Someone who was 16 in 1985 at the end of the last great British miners strike is now approaching 30, and in the intervening period most of the British mining industry has disappeared. There are only a few thousand miners left in Britain.

So mining and miners, a hugely significant part of Britain’s industrial past, are now moving from the current into history.

Di Parkin has produced a history of Betteshanger pit in the Kent Coalfield which closed in 1989.

The book is produced as a memoir for the many ex-miners and ex-miners’ union activists who are still around and will find a ready readership there. It provides some quite detailed labour-process and industrial history of the Kent mines and of union struggles based on this that will be hugely interesting to those who were involved. Dave Harker’s new book on the Shrewsbury pickets [to be reviewed next issue] is in a similar vein.

But the test for both books is whether they reach beyond their core readership and engage with younger generations who have little memory of mining or miners.

Here Parkin’s book raises wider issues that should ensure that.

The Kent Coalfield was the last major UK one to open in the 1920s with Betteshanger operational from 1928 and was significant because it was the only source of coal south of the Thames — potentially vital for the London market. It attracted to it miners from all over the UK who had been victimised during the General Strike. It started with a tradition of political militancy and that’s how it continued and ended up as well.

It also seems to have attracted, on Parkin’s account, a breed of exceptionally hard nosed pit managers as well so class struggle was guaranteed virtually from day one.

The militant reputation of Betteshanger is explained by Parkin in two phrases ‘sod it’ and ‘rag up’. When miners had had enough of a dictatorial pit manager they simply walked off the job.
Parkin hints that while these walk outs were usually sanctioned by the union the real power was amongst rank and file miners rather than the union machine.

Hence Betteshanger was a rich source of new industrial tactics. There were two stay down strikes in its history when miners refused to leave the mine and the pit also lays claim to being one of those that launched the flying pickets during the 1972 miners strike when miners successfully picketed power stations and oil refineries.

Most startlingly for the modern reader many of these strikes actually won.

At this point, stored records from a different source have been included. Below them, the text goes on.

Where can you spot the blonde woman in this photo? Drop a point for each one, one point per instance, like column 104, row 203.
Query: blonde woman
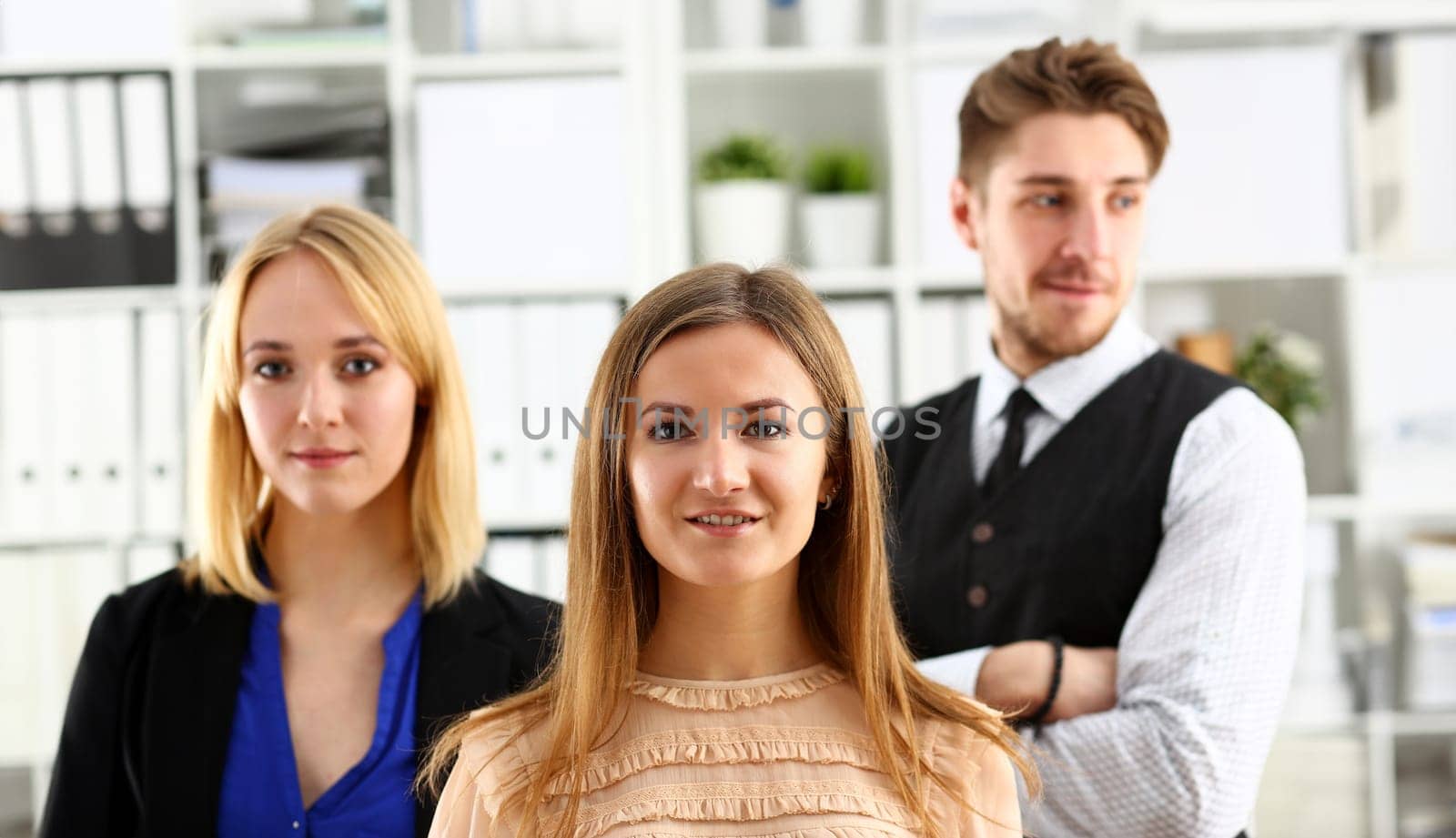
column 286, row 678
column 730, row 661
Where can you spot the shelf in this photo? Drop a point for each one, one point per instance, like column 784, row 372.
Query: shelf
column 89, row 298
column 524, row 524
column 783, row 60
column 1421, row 722
column 945, row 279
column 1295, row 16
column 1378, row 264
column 288, row 57
column 482, row 291
column 1242, row 16
column 973, row 51
column 116, row 543
column 1238, row 272
column 849, row 279
column 519, row 63
column 1332, row 507
column 94, row 66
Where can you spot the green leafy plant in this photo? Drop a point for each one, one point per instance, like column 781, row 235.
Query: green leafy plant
column 744, row 156
column 1285, row 369
column 834, row 169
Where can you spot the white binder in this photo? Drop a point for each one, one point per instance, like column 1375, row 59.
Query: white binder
column 15, row 189
column 160, row 412
column 553, row 568
column 513, row 560
column 73, row 349
column 499, row 413
column 19, row 611
column 26, row 381
column 866, row 329
column 506, row 167
column 938, row 97
column 546, row 461
column 1276, row 194
column 50, row 133
column 99, row 143
column 109, row 432
column 939, row 340
column 146, row 131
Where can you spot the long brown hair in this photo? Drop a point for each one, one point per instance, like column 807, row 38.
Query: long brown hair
column 612, row 591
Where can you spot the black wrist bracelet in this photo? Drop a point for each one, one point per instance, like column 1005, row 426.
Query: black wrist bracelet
column 1056, row 684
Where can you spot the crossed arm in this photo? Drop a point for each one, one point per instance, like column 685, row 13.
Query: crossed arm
column 1167, row 735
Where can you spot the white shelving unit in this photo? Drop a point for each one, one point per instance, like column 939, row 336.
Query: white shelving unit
column 667, row 73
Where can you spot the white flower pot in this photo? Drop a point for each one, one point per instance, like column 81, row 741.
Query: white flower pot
column 832, row 22
column 742, row 24
column 743, row 221
column 841, row 230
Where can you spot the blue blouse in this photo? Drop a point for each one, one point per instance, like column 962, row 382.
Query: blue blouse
column 261, row 794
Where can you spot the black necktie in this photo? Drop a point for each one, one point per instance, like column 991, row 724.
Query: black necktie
column 1008, row 459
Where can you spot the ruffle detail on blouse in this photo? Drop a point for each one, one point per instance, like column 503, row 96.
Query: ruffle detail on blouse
column 739, row 802
column 734, row 694
column 725, row 745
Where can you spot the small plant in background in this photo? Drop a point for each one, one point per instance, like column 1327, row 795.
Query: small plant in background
column 836, row 169
column 1285, row 369
column 744, row 157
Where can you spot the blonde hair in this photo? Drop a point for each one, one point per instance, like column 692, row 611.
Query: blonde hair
column 844, row 580
column 386, row 282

Perhaps the most famous strike of the lot was the one in 1942 again over bullying pit managers. As this was war-time the strike was actually illegal and the strikers were taken to Court, fined, and in the case of the NUM officials at Betteshanger, jailed.

It did not work. The miners did not return to work and in due course the Government had to intervene, cancel all the fines and release the jailed officials. The bullying pit managers were stood down.

It was a magnificent episode in British labour history but it also raised a significant question. The NUM branch at Betteshanger was run by the Communist Party, or at least by those who had CP politics. A little more on who these men were and what their background was in the book would have been useful in terms of their relationship to the CP.

Even so of course, the CP in 1942 was backing the war and increased production. Yet it did not condemn the Betteshanger strike. Parkin suggests that the CP in order to be elected as NUM officials could not afford to oppose the action of miners whatever the CP line was.

However there was a tension between the industrial and political lines of the CP that might have been explored a little further.

Parkin’s book is a compelling read — I finished it on a single train journey — and one that deserves a wide audience, both old and young.